“Yes, sir.”

The wish to kill him intoxicated me like wine. I approached him quite softly, persuaded that he was going to run away. And, suddenly, I seized him by the throat. He looked at me with terror in his eyes—such eyes! He held my wrists in his little hands and his body writhed like a feather over the fire. Then he moved no more. I threw the body in the ditch, and some weeds on top of it. I returned home, and dined well. What a little thing it was! In the evening I was very gay, light, rejuvenated; I passed the evening at the Prefect's. They found me witty. But I have not seen blood! I am tranquil.

31st August. The body has been discovered. They are hunting for the assassin. Ah! ah!

1st September. Two tramps have been arrested. Proofs are lacking.

2d September. The parents have been to see me. They wept! Ah! ah!
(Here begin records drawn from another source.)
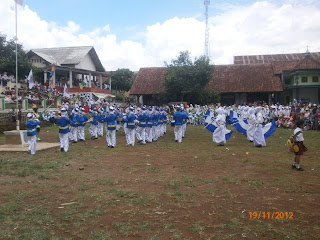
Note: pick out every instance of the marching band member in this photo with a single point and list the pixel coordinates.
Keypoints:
(154, 124)
(63, 123)
(258, 136)
(82, 123)
(93, 129)
(184, 122)
(178, 121)
(219, 135)
(251, 124)
(75, 121)
(149, 125)
(32, 132)
(111, 120)
(130, 120)
(102, 116)
(141, 130)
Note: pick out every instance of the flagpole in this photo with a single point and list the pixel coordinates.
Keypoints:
(17, 95)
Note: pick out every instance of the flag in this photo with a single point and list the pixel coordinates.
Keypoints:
(51, 76)
(20, 2)
(83, 83)
(65, 91)
(30, 79)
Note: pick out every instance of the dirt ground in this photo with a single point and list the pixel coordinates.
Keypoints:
(162, 190)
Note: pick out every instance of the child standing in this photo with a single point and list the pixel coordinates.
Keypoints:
(298, 138)
(32, 132)
(63, 123)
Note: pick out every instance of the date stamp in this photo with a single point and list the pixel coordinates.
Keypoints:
(270, 215)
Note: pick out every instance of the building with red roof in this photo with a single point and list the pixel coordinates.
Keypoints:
(270, 78)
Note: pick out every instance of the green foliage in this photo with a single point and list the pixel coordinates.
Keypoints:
(8, 58)
(160, 96)
(186, 80)
(122, 79)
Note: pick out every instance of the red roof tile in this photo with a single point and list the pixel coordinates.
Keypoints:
(148, 80)
(307, 63)
(245, 78)
(256, 59)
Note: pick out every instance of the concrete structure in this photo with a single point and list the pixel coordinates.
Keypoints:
(270, 78)
(73, 66)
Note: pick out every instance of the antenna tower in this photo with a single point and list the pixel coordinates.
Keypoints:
(206, 43)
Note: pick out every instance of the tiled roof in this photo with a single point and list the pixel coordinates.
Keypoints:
(279, 66)
(307, 63)
(258, 59)
(148, 80)
(68, 55)
(226, 78)
(245, 78)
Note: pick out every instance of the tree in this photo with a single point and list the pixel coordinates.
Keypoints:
(122, 79)
(186, 80)
(8, 58)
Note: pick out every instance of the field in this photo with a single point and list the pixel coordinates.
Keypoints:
(163, 190)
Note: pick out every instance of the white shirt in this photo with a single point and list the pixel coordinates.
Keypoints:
(299, 137)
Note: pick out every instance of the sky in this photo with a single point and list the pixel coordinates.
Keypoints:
(146, 33)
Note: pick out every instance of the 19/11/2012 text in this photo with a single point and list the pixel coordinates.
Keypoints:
(270, 215)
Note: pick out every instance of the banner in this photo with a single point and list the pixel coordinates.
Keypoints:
(52, 77)
(65, 91)
(30, 79)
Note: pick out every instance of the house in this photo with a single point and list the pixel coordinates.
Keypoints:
(73, 66)
(270, 78)
(299, 74)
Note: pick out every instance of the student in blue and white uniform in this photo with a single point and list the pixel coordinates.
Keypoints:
(178, 118)
(102, 116)
(111, 121)
(184, 122)
(82, 123)
(130, 132)
(32, 132)
(63, 123)
(141, 130)
(149, 121)
(93, 129)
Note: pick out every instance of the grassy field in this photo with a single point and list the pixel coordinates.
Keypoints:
(163, 190)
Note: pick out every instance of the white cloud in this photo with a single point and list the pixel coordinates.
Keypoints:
(265, 27)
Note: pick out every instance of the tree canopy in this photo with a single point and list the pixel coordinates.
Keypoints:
(122, 79)
(186, 80)
(8, 58)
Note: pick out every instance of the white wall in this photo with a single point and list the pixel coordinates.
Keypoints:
(37, 62)
(87, 64)
(308, 93)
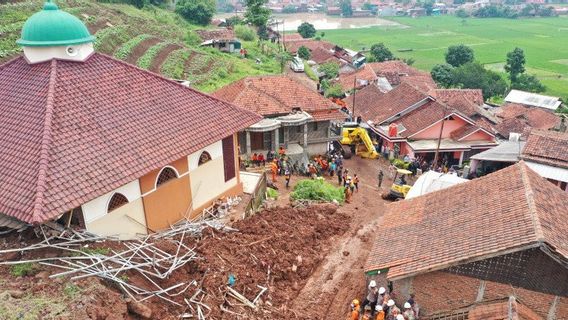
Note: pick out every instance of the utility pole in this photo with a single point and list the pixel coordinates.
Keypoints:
(354, 90)
(435, 163)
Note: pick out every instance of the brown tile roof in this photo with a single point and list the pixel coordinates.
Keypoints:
(390, 103)
(364, 97)
(272, 95)
(366, 73)
(536, 118)
(217, 34)
(547, 147)
(511, 208)
(74, 131)
(311, 44)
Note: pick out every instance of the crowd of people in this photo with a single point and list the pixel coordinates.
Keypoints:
(379, 305)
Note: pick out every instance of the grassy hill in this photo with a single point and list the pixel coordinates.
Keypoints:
(544, 40)
(152, 38)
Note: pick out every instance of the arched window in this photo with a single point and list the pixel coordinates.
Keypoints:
(116, 201)
(204, 157)
(166, 175)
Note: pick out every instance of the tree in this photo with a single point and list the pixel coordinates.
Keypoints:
(442, 74)
(346, 8)
(257, 13)
(515, 63)
(307, 30)
(459, 55)
(304, 53)
(473, 75)
(196, 11)
(528, 82)
(380, 52)
(329, 69)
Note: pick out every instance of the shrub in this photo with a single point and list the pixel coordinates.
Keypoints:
(318, 190)
(245, 33)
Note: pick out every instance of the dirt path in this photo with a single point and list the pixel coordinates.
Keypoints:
(140, 49)
(340, 277)
(162, 56)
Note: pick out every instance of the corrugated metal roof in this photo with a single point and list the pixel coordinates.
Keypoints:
(507, 151)
(533, 99)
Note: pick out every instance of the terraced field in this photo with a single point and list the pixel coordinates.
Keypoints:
(425, 39)
(152, 38)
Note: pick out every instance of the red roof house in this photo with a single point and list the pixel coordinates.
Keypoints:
(461, 249)
(84, 134)
(294, 113)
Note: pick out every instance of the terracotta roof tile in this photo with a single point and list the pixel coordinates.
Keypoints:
(73, 131)
(511, 208)
(547, 147)
(365, 73)
(311, 44)
(273, 95)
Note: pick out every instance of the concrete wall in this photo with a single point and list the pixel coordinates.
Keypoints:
(125, 222)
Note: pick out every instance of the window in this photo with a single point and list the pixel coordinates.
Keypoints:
(229, 158)
(116, 201)
(166, 175)
(203, 158)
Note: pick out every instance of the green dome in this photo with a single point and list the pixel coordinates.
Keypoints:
(53, 27)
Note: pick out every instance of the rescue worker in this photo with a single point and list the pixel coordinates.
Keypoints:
(367, 313)
(274, 169)
(354, 314)
(408, 312)
(379, 313)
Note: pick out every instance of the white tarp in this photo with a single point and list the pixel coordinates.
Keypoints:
(432, 181)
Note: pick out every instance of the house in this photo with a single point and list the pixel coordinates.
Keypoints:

6th October. Nothing has been discovered. Some strolling vagabond must have done the deed. Ah! ah! If I had seen the blood flow, it seems to me I should be tranquil now! The desire to kill is in my blood; it is like the passion of youth at twenty.

20th October. Yet another. I was walking by the river, after breakfast. And I saw, under a willow, a fisherman asleep. It was noon. A spade was standing in a potato-field near by, as if expressly, for me.

I took it. I returned; I raised it like a club, and with one blow of the edge I cleft the fisherman's head. Oh! he bled, this one! Rose-colored blood. It flowed into the water, quite gently. And I went away with a grave step. If I had been seen! Ah! ah! I should have made an excellent assassin.

25th October. The affair of the fisherman makes a great stir. His nephew, who fished with him, is charged with the murder.

26th October. The examining magistrate affirms that the nephew is guilty. Everybody in town believes it. Ah! ah!